Suppose the code at first does not have the requirement for logging. Three ways of coding it are given. I don’t like big nested ? : blocks - my personal opinion is that they are too terse for readability. So I’d start with #2 , but removing some superfluous else keywords:

// simple verson without logging
public Seniority GetSeniority(int yearsOfExperience)
{
  if (yearsOfExperience>= minSeniorYears)
  {
    return Seniority.Senior;
  }
            
  if (yearsOfExperience>= minMiddleYears)
  {
    return Seniority.Middle;
  }

  return Seniority.Junior;
}

You could argue that the single return version is more extensible (as it supports the addition of logging). But YAGNI. Don’t add in extra lines of code to support some requirement that you might have at some time. You can add that when you do need it, it’s not hard to do so.

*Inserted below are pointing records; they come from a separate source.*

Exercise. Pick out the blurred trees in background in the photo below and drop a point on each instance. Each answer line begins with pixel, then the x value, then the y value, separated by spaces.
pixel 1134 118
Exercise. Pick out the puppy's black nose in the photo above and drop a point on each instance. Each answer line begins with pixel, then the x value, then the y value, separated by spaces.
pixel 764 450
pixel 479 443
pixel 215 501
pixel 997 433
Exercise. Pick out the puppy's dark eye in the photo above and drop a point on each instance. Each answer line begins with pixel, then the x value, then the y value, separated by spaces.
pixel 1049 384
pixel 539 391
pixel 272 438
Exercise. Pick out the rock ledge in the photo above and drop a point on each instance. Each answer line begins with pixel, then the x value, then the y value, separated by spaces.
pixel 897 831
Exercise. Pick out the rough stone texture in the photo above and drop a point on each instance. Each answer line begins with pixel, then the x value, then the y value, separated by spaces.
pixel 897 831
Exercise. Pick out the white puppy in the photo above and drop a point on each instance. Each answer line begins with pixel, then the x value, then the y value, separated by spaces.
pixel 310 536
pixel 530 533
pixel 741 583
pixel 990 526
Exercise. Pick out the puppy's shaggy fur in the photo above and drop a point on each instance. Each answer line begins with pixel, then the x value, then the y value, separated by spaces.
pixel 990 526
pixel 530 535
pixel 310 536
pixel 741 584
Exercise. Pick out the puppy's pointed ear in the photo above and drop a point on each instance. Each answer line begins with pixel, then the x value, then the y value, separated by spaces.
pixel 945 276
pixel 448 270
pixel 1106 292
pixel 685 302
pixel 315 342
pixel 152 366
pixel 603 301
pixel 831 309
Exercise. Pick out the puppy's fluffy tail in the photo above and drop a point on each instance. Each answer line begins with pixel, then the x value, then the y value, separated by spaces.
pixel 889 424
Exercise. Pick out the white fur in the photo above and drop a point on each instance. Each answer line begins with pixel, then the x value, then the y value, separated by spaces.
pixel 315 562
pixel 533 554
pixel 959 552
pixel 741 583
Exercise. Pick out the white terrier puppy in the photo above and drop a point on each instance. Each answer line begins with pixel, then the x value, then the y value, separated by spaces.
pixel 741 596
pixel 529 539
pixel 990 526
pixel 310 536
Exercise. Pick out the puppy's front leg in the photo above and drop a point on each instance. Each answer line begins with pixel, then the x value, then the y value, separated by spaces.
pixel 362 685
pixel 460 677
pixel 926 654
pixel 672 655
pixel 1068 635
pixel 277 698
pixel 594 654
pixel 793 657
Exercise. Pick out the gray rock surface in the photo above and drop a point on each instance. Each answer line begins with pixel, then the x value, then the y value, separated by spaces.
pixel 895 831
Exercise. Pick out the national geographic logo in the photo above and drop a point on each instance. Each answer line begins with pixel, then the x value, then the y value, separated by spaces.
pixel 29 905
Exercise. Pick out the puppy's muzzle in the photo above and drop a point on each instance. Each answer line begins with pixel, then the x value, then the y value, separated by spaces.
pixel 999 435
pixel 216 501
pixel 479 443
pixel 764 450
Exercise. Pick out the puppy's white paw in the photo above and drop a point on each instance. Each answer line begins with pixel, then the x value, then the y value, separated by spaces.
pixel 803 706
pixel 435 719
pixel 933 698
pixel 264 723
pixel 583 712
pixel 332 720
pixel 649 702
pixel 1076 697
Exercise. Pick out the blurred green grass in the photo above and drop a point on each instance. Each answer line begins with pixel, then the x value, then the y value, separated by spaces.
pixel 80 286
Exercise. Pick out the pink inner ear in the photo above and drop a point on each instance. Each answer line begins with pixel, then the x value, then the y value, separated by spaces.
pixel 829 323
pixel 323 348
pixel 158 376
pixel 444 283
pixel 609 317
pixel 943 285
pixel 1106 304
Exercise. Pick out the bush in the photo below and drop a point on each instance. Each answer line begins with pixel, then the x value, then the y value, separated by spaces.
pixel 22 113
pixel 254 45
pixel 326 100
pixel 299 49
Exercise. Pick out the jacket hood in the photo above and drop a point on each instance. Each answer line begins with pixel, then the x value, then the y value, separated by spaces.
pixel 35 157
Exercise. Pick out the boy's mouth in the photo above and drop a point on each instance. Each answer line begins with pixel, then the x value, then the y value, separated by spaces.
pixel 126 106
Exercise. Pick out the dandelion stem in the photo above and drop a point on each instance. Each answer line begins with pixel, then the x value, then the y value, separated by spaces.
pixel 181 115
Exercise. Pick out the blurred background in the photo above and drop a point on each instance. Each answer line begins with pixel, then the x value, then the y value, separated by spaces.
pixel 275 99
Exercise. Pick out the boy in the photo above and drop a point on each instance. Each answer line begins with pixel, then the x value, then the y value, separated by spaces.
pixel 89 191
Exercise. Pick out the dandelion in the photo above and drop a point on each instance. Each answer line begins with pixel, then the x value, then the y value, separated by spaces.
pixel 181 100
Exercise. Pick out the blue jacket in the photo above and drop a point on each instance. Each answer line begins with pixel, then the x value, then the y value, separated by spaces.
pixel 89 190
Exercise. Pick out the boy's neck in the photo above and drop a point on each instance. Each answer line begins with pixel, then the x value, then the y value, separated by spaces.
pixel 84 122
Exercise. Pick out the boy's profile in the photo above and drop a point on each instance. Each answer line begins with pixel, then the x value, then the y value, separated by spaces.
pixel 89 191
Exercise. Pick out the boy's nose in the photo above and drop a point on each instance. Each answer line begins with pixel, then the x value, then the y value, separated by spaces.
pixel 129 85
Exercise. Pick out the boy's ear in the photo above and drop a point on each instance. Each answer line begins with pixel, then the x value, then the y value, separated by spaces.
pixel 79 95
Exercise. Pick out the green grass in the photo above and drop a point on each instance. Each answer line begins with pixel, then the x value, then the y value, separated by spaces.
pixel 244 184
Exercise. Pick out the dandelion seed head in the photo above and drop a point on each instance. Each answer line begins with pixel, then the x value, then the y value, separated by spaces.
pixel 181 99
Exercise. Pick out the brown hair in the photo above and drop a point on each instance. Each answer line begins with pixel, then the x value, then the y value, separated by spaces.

If you do get the requirement for logging, going to the version with logging and one exit point is good code, in my opinion. It does what it should do, with little fuss. I’d let it stand with minor simplification.

// one-return verson with logging
public Seniority GetSeniority(int yearsOfExperience)
{
   Seniority result;
             
   if (yearsOfExperience >= minSeniorYears)
   {
     result = Seniority.Senior;
   }
   else if (yearsOfExperience >= minMiddleYears)
   {
     result = Seniority.Middle;
   }
   else
   {
     result = Seniority.Junior;
   }
             
    Log("GetSeniority", yearsOfExperience, result);         
    return result;
}

But there is another way. This method does two things - it calculates the value, and as a side-effect, logs it at the end. Which got me thinking of the trade-offs. Multiple returns is best done when the method is a function with no side-effects and minimal state. Encouraging methods like that is a good thing. I find it easy to read the multiple returns because what is returned is all you need to know about the method; it doesn’t do anything else.

But side-effects are necessary, so where they occur, it may be a reason to avoid multiple returns in that code. This leads me to another way to do it:

// separating the concerns of calculation and logging
private Seniority CalcSeniority(int yearsOfExperience )
{
  if (yearsOfExperience >= minSeniorYears)
  {
    return Seniority.Senior;
  }
     
  if (yearsOfExperience >= minMiddleYears)
  {
    return Seniority.Middle;
  }
     
  return Seniority.Junior;
}
     
public Seniority GetSeniority(int yearsOfExperience)
{
  Seniority result = CalcSeniority(yearsOfExperience);
  Log("GetSeniority", yearsOfExperience, result);
  return result;
}

So the part of the code that can be just a function is that, and where there has to be state and a side-effect, this state is kept for only three lines of code with only one return. Also good. It’s one line longer so no improvement there. But we do get to name something that we didn’t get to before.

Does this really matter? In the code given, no. It’s just a simple example. But picking single return or multiple returns as need be is a tool for keeping unnecessary complexity down in longer code.